Department of Integrative Biology, School of Biosciences and Technology, VIT University, Vellore, India.
J Cell Biochem. 2018 Jan;119(1):960-966. doi: 10.1002/jcb.26262. Epub 2017 Aug 18.
Discovering a potential drug for HCV treatment is a challenging task in the field of drug research. This study initiates with computational screening and modeling of promising ligand molecules. The foremost modeling method involves the identification of novel compound and its molecular interaction based on pharmacophore features. A total of 197 HCV compounds for NS3/4A protein target were screened for our study. The pharmacophore models were generated using PHASE module implemented in Schrodinger suite. The pharmacophore features include one hydrogen bond acceptor, one hydrogen bond donor, and three hydrophobic sites. As a result, based on mentioned hypothesis the model ADHHH.159 corresponds to the CID 59533233. Furthermore, docking was performed using maestro for all the 197 compounds.
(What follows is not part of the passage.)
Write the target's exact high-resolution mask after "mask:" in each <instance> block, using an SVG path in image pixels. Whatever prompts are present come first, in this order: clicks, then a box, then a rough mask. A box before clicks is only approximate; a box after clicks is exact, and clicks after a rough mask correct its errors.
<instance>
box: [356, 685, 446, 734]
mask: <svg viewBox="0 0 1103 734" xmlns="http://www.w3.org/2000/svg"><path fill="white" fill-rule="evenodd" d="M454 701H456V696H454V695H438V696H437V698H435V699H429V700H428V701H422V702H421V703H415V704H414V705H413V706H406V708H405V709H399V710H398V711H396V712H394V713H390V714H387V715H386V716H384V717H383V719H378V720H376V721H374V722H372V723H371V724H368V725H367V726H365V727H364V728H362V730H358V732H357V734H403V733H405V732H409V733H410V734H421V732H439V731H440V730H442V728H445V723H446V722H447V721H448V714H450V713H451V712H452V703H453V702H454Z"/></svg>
Among these, the CID 59533313 and 59533233 possess the best binding energy of -11.75 and -10.40 kcal/mol, respectively. The interactions studies indicated that the CID complexed with the NS3/4A protein possess better binding affinity with the other compounds. Further the compounds were subjected to calculate the ADME properties. Therefore, it can be concluded that these two compounds could be a potential alternative drug for the development of HCV.
发现一种有潜力的 HCV 治疗药物是药物研究领域的一项艰巨任务。本研究从计算筛选和有前途的配体分子建模开始。首要的建模方法涉及根据药效团特征识别新型化合物及其分子相互作用。总共筛选了 197 种 HCV 化合物用于我们的研究。使用 Schrodinger 套件中的 PHASE 模块生成药效团模型。药效团特征包括一个氢键受体、一个氢键供体和三个疏水位点。因此,根据上述假设,模型 ADHHH.159 对应于 CID 59533233。此外,使用 maestro 对所有 197 种化合物进行对接。在这些化合物中,CID 59533313 和 59533233 的结合能分别为-11.75 和-10.40 kcal/mol,具有最佳的结合能。相互作用研究表明,与其他化合物相比,CID 与 NS3/4A 蛋白的复合物具有更好的结合亲和力。进一步对化合物进行 ADME 性质计算。因此,可以得出结论,这两种化合物可能是开发 HCV 的潜在替代药物。